Who can access an application?

Application permissions help you minimize the need to create and assign many similar roles for individual users. Instead, you can permit or restrict access to individual applications within the project for whole classes of users.

Application permissions supplement role-based access control (RBAC.) For each application's concepts, documents, file releases, trackers, and discussion forums, you can assign permissions globally based on user type.

For example, if you know that you want all project members to be able to view and submit to all project trackers, you can specify this application permissions. You need to configure these settings only once. All current and future project members will be able to view and submit to all trackers without having the tracker view/submit permission assigned to them individually via a role.

Before you do this, you should have identified your project as private, gated community, or public. Configuring permissions is a finer-grained level of control that operates within this hierarchy of project types.

Some applications may be invisible to some users based on the roles you assign. If you give a user a role that does not grant access to a particular application, that user cannot see the button for that application in the Web interface. (However, if that user also has some other role that does grant access to that application, the user can see the application button.

Remember: A user's license type also influences what the user can see and do on your site. A user's license type supersedes any role assignments.
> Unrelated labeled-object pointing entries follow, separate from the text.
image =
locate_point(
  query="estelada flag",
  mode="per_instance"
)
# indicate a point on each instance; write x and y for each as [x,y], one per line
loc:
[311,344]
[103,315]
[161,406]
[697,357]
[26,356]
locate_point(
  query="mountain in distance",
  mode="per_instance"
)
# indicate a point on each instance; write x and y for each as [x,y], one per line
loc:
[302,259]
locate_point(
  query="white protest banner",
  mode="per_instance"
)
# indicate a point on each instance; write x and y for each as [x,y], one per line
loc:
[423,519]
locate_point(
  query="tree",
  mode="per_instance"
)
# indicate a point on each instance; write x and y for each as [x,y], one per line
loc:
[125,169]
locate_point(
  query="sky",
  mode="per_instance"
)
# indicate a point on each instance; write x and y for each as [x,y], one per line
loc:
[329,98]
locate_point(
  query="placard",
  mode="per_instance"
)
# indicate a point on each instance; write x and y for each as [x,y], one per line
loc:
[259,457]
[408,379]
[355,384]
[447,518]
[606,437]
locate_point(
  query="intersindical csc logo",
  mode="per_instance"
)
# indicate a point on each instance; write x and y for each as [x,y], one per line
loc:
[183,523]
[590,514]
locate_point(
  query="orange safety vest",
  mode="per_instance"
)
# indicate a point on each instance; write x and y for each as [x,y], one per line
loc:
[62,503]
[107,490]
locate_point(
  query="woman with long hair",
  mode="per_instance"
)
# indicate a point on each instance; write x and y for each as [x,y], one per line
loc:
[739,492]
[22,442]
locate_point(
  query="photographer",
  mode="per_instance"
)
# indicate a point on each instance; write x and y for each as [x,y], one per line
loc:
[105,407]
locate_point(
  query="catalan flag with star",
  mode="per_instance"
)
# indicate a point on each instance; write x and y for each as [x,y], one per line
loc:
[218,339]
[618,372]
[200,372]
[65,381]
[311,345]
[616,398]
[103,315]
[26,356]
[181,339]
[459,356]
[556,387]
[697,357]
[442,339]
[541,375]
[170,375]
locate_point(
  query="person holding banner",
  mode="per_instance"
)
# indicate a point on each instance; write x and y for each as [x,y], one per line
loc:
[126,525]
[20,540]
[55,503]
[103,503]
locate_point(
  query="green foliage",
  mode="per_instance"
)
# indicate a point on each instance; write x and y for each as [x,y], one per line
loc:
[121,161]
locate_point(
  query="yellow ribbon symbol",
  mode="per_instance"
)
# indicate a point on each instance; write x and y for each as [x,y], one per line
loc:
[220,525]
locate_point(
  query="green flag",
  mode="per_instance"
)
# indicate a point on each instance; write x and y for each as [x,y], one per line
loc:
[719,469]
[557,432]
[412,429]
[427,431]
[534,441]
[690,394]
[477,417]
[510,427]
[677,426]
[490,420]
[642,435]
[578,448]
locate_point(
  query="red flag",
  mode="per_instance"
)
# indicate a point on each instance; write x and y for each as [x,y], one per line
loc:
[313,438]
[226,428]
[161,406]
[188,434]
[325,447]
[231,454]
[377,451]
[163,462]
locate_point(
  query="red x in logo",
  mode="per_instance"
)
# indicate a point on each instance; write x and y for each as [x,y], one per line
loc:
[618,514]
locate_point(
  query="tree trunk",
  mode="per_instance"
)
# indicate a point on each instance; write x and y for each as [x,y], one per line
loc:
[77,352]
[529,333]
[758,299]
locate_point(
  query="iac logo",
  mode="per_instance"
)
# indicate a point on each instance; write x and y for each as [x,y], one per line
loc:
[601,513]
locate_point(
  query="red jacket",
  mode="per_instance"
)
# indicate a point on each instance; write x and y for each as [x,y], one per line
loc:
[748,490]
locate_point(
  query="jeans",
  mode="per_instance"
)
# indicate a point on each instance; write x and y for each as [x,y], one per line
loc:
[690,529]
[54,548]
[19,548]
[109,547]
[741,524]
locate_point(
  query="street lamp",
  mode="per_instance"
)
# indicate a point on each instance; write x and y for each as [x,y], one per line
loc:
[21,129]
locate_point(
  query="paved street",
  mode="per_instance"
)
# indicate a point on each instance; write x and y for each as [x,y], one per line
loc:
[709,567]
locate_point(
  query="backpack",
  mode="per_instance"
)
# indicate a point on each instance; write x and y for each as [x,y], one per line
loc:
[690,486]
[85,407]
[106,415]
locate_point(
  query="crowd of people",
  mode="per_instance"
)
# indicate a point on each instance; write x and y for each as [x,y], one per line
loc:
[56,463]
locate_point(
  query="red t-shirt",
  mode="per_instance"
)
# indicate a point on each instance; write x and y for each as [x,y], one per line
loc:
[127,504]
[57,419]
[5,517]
Ask your site administrator how many licenses of each kind are available for your users. For more information, see How do TeamForge licenses work?.


User classes

These are the classes of users to which you can assign application permissions:

User class Description
All users with Role Permissions Only project members with appropriate RBAC permissions.
All project members All project members.
All project members and unrestricted users All unrestricted users, whether or not they are project members, plus all project members.
All logged-in users All restricted and unrestricted users (all logged-in users,) whether or not they are project members.
All users All users, whether or not they are logged in or have CollabNet TeamForge accounts.

Restrictions by type of site

On some types of sites, you can't assign application permissions to certain classes of users. In such cases, you must use role-based access control (RBAC) permissions.